I opened my door. Slidell pivoted and jabbed a finger in my face.
“Your cheeks stay glued to that seat!”
“Fine!”
That was the deal. Remain in the car or get left behind.
Slidell and Rodriguez crouch-ran forward, Glocks double-gripped and pointed up at the sides of their helmets. Charlie team joined them outside the Passion Fruit, one to either side, one in front of the door.
Slidell spoke into his rover, not so quietly now.
“Go!”
One Charlie guy booted the door. I heard metal bang an inside wall. Glass shatter.
Slidell and Rodriguez steamrolled in. Charlie team followed.
Something boomed. A rear door?
I heard Slidell’s muffled bellow.
“Police! Everyone freeze!”
Someone screamed, high and shrill.
Men shouted.
Then nothing.
No bullets. No cries from disgruntled patrons. No shrieks from terrified women.
Seconds passed. A minute. A lifetime.
The quiet was deafening.
“Screw this.” I launched myself from the car and ran toward the building.
Through the open door I could see a waiting room with taupe walls, orange plastic chairs, fake ferns, coffee and end tables scarred by cigarette burns.
One of the Charlie guys was there.
“Clear?” I panted, high on adrenaline.
“Yeah.” He tipped the barrel of his Remington toward a doorway on the right. “Party’s down there.”

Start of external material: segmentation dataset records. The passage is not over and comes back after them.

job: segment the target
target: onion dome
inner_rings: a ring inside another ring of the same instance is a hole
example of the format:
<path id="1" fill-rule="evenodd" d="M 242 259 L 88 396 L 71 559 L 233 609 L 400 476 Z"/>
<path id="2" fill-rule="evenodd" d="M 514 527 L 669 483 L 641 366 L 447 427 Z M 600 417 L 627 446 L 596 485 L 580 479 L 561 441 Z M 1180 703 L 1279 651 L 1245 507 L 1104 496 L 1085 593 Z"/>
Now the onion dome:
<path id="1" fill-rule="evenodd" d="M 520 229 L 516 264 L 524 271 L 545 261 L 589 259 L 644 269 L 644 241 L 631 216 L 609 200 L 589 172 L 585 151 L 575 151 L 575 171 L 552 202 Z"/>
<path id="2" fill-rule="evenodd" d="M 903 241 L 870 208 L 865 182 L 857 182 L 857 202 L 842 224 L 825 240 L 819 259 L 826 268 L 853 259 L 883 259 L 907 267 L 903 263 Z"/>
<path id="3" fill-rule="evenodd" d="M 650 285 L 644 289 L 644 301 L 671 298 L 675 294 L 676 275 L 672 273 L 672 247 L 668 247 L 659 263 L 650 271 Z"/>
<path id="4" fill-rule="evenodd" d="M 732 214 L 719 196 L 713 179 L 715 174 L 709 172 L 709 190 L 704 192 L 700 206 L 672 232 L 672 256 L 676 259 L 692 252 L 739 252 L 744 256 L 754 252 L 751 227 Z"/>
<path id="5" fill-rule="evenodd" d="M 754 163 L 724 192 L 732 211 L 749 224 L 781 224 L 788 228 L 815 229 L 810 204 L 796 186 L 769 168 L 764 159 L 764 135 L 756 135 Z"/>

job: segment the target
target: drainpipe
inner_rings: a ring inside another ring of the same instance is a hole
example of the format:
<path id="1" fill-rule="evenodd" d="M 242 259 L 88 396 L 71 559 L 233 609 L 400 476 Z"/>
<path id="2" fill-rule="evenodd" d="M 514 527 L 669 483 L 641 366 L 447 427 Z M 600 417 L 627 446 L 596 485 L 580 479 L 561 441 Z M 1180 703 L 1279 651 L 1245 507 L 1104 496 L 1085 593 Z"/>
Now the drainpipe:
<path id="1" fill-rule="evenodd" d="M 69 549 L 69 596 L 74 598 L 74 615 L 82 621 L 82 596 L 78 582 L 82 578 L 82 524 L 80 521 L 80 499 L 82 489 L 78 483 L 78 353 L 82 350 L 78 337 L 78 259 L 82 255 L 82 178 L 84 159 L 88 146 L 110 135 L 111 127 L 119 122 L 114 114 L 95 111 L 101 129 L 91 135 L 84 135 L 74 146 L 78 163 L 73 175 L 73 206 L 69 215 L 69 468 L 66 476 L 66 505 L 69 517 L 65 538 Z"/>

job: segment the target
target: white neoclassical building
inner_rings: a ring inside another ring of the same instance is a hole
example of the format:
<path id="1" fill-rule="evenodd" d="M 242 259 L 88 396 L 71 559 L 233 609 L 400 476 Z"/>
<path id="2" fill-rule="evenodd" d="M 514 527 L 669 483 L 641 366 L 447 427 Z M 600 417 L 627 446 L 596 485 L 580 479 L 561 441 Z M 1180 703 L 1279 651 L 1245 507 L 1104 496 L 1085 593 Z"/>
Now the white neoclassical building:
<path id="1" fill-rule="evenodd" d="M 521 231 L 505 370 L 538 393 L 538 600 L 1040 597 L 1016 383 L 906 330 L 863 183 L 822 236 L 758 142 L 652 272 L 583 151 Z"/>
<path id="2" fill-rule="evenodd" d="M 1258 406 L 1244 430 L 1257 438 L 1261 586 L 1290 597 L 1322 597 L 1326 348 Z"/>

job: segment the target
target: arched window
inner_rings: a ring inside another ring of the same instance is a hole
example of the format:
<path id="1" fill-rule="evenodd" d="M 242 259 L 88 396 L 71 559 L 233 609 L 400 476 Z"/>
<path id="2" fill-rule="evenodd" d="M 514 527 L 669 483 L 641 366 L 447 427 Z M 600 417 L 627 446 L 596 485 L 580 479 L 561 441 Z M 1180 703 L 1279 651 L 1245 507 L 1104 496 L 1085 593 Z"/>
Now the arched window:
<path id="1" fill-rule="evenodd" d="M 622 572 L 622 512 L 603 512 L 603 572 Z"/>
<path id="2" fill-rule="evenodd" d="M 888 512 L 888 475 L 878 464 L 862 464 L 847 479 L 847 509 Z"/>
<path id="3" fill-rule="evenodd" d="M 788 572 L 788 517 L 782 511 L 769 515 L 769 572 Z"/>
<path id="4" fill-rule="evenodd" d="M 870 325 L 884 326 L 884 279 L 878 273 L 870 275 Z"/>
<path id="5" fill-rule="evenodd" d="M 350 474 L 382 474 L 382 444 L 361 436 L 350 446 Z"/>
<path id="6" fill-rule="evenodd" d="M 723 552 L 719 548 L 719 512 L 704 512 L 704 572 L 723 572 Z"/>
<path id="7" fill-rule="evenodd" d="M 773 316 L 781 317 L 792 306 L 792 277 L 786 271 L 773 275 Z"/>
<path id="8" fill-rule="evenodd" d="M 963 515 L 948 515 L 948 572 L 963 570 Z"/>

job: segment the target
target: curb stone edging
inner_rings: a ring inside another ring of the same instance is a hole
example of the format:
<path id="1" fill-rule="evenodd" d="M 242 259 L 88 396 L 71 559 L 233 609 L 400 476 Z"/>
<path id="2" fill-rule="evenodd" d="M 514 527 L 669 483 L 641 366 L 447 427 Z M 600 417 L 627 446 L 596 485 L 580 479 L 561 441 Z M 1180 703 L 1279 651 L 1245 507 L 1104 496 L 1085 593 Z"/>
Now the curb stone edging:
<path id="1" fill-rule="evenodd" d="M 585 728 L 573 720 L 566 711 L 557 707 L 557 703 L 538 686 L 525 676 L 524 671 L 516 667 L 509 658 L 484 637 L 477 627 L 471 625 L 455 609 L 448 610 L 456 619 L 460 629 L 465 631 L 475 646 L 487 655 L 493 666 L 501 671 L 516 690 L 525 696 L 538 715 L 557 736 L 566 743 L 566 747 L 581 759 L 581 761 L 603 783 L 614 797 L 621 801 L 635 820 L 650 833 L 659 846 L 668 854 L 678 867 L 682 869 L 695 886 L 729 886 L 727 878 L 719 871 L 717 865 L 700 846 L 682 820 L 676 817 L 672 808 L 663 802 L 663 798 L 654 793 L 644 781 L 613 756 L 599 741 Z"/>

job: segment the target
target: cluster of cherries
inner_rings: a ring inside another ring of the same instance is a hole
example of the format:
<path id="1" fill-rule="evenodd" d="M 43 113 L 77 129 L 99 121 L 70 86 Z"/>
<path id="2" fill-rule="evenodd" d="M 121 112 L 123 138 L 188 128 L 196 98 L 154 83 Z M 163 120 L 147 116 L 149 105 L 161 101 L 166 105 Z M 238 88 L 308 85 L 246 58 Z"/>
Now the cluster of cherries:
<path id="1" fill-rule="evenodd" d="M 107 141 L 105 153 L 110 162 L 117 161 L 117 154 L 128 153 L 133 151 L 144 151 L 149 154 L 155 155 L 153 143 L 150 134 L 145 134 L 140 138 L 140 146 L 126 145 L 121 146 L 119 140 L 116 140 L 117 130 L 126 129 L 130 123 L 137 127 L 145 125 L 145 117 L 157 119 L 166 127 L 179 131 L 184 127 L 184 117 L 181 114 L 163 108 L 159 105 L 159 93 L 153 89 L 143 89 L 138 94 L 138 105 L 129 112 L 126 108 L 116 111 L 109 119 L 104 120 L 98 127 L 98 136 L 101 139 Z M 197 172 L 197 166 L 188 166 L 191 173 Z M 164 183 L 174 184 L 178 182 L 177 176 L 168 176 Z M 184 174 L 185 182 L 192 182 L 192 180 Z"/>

I followed a corridor toward the back of the building. As in the waiting area, the walls were taupe. Doors ran its length, all painted yellow. Three on the left, three on the right. Every door was open.
I glanced through each as I hurried past.
The rooms had plywood walls that didn’t make it to the ceiling. Three were closet size and held only a bed, neatly made, and a straight-back chair. Two had your standard massage-table-and-boom-box setup. All were deserted.